Why DNA changes occur where they do, the patterns created and identifying hotspots for mutation.
Genetic mutations provide the raw material for evolution, they are responsible heritable disease and they drive the development of cancer. We are interested in the processes that generate new mutations because this can provide important new insights into the biology of the genome: its replication, packaging and transcription. It also provides a means of disentangling pattens of mutation from those resulting as a consequence of selection. These patterns of selection can be incredibly useful in identifying functionally important regions of the genome. The signal of past selection is potentially a Rosetta stone for the interpretation of contemporary human genetic variation – discriminating those change that cause disease from those without consequence. However, unlike the Rosetta stone, the key pattens of mutation and selection are written over the top of each other and mutually confound one another. By identifying the mutational patterns we aim to subtract them from the convoluted signal to reveal the patterns imposed by selection.
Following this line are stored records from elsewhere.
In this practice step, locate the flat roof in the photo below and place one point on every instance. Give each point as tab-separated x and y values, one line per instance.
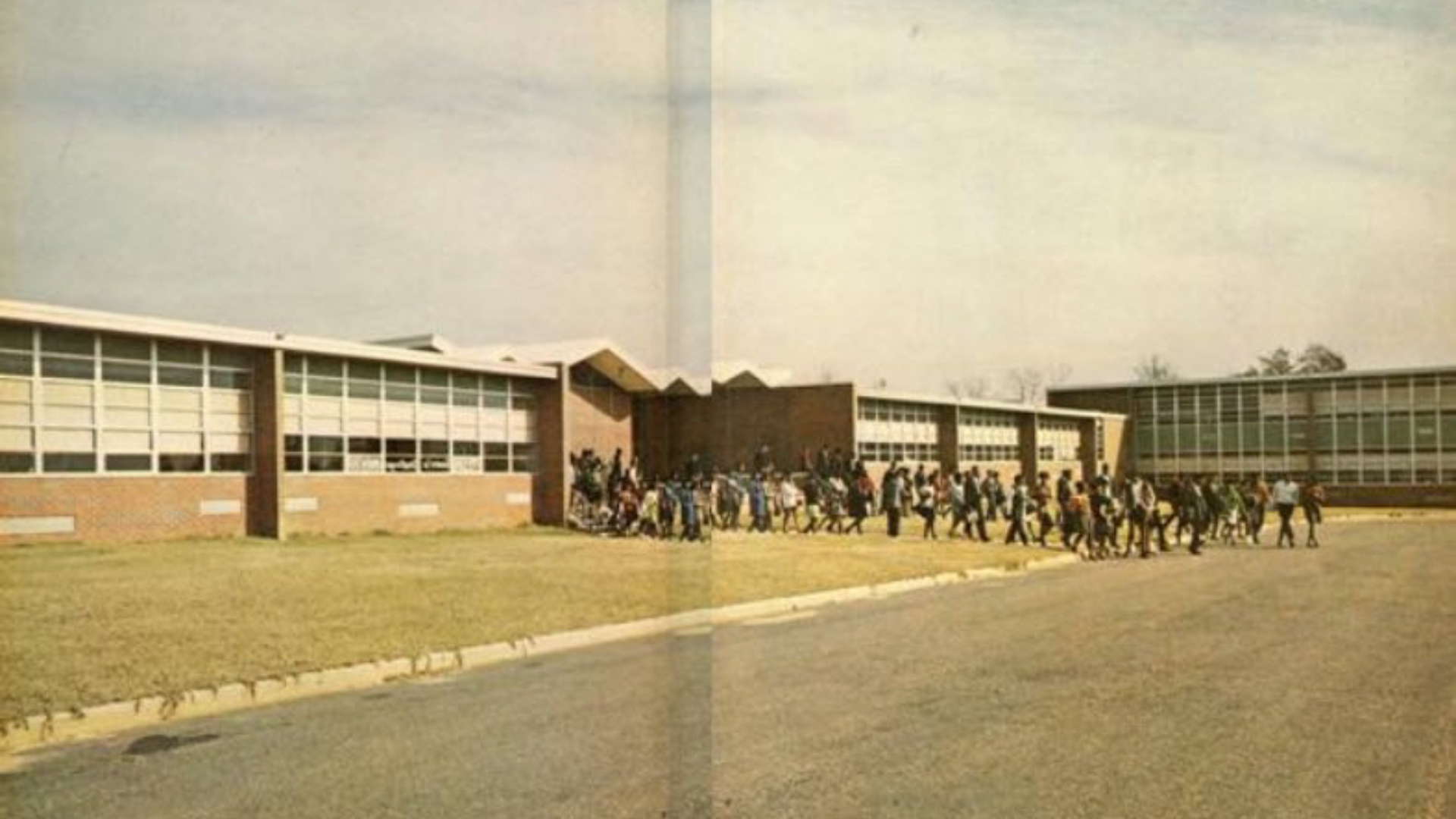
982	404
169	328
1449	369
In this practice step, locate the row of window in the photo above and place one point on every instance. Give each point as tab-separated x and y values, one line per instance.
121	359
900	411
1370	433
886	452
992	452
1234	401
77	401
338	453
983	419
1402	475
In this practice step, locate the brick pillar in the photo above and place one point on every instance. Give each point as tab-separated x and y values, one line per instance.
948	441
1087	447
265	480
549	490
1307	398
1027	447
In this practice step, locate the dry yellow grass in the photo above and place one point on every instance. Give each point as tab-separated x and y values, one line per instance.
86	624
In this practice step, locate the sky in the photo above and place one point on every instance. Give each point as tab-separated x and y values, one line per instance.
918	191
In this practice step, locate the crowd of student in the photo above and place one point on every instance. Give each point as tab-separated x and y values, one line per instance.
835	494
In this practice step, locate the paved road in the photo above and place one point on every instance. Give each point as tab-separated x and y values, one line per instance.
1267	684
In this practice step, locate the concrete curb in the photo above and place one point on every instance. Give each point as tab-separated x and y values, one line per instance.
1389	516
115	717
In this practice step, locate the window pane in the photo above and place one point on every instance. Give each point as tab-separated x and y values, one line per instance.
325	445
128	463
331	368
364	371
15	337
231	379
523	458
180	463
73	341
363	388
367	447
126	372
325	463
234	357
69	368
231	463
127	347
180	352
497	458
180	376
17	463
325	387
71	463
17	363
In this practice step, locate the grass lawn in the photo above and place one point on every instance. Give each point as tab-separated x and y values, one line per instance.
88	624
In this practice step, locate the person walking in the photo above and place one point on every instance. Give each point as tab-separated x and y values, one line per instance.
1286	497
959	518
861	494
890	500
1194	510
976	503
1258	507
1076	521
789	503
925	506
1312	500
1017	513
1041	507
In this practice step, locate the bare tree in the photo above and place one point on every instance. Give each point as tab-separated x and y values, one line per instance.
1320	359
1153	369
962	390
1028	385
1315	359
1277	363
974	388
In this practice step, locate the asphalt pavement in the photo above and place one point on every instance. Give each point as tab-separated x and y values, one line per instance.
1244	684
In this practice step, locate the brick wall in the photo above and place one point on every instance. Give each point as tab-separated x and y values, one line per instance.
549	491
403	503
728	426
133	507
601	419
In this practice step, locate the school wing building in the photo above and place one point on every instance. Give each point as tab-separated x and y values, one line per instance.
1381	438
118	428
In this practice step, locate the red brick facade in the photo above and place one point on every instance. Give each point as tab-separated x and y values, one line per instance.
131	507
337	504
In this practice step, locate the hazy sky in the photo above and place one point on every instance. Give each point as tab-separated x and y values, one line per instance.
913	190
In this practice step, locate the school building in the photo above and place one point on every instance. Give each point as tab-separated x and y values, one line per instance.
1381	438
117	428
Our work has shown that mutation rate can vary at a very fine scale and can specifically correlate with DNA function (Taylor et al. 2006; Reijns et al. 2015) and packing (Figure 1). If not accounted for, the resulting patterns can readily be misinterpreted as evidence for selection (Taylor et al. 2008), confounding our interpretation of the genome. In demonstrating one of the mechanistic processes that leads to local mutation rate fluctuation we have also confirmed the identity of the leading and lagging strand DNA polymerases and convincingly demonstrated that the polymerase-alpha generated DNA primers of lagging strand synthesis are retained at a low frequency in the fully replicated genome (Reijns et al, 2015).
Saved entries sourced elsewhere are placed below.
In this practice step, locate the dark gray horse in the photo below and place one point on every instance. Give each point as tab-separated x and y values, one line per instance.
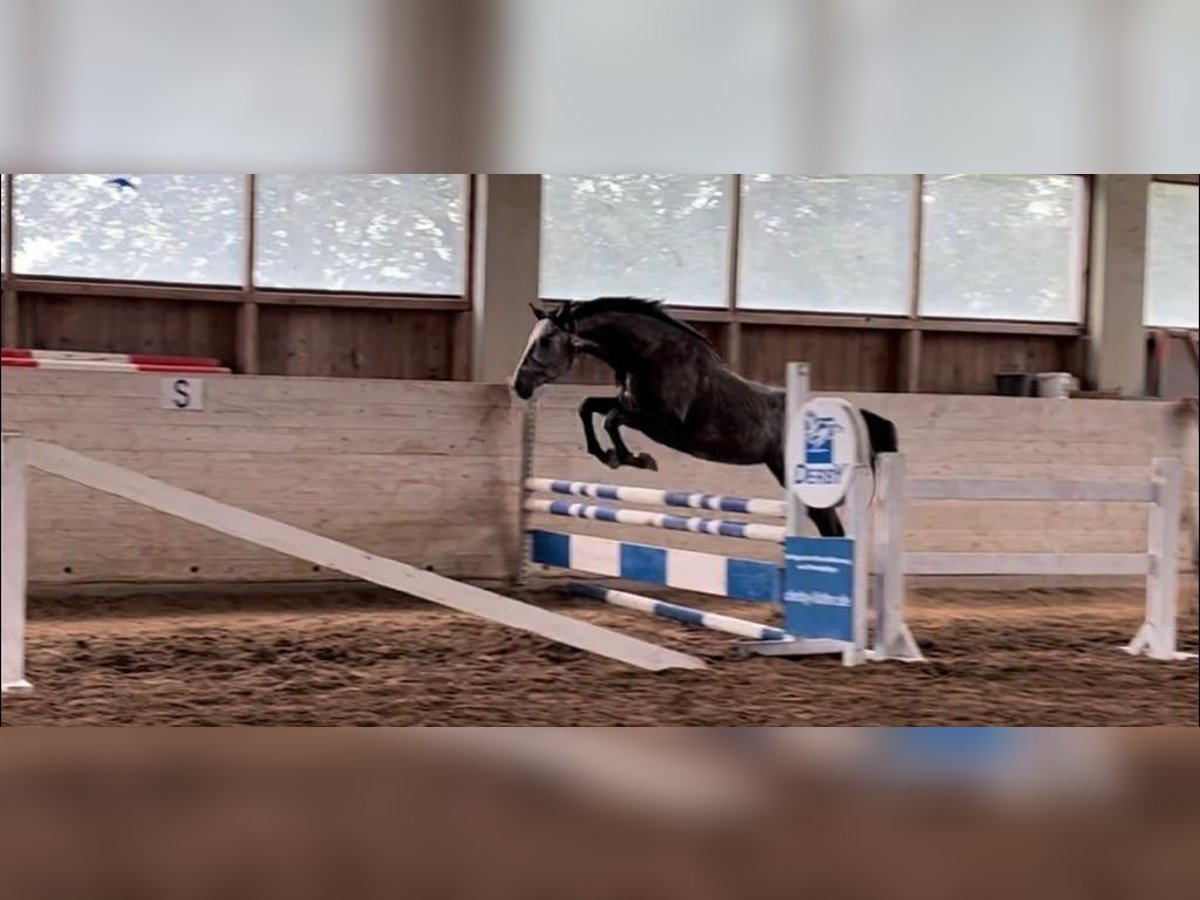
673	388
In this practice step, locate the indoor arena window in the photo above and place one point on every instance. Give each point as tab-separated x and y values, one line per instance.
172	228
660	237
1173	256
361	233
1002	247
826	243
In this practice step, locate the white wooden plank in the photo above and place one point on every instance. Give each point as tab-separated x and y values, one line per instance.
1026	563
12	565
330	553
983	489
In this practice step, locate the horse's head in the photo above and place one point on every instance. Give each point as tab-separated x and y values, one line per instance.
550	351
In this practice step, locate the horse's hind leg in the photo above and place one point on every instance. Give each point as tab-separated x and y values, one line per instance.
588	409
612	424
827	522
Clusters of nucleotide changes and complex mutations encompassing multiple sites are a particular interest. Generated by non-homologous recombination, gene conversion, error prone repair and probably other processes that have not yet been discovered. Again these can be misinterpreted as a signature of selection but the imperfect copying and pasting of DNA sequence could be a major force in genome evolution, enabling complex multi-site changes to occur in a single mutational step.
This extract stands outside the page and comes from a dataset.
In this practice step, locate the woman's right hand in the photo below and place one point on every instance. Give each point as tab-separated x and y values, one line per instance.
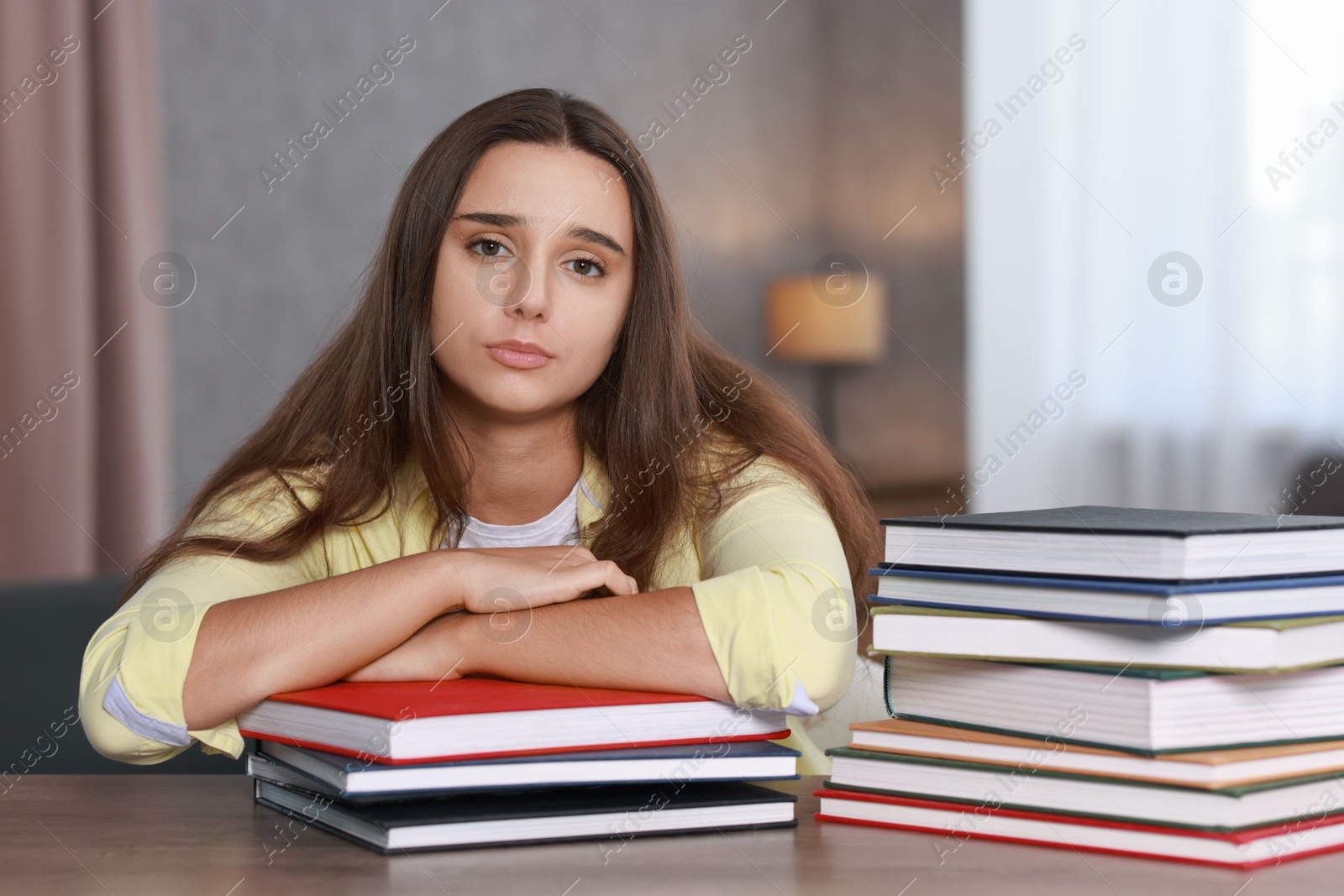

The underlying principal of comparative genomics is to use the signal of past selection as an assay for biological function in genomic sequence. Natural selection can only act on genetic variation that manifests as phenotypic differences between individual organisms of a population It is a stringent filter, even a 0.001% reduction in reproductive success will lead to a polymorphism being reliably removed from most mammalian populations (Piganeau and Eyre-Walker, 2003). We apply advanced evolutionary models and population genetic principals to understand the processes of selection that have shaped genomic sequences, allowing us to detect and interpret the encoded functions.
Evaluating the evolutionary trends of like-annotated regions (Figure), en mass across the genome is a strategy that lends itself well to integration with a wide diversity of functional genomic data. The general applicability of this approach to compare any meaningfully constructed sets of genome sequence makes this aspect of the work an ideal interface for collaboration with research groups based in the laboratory or clinic.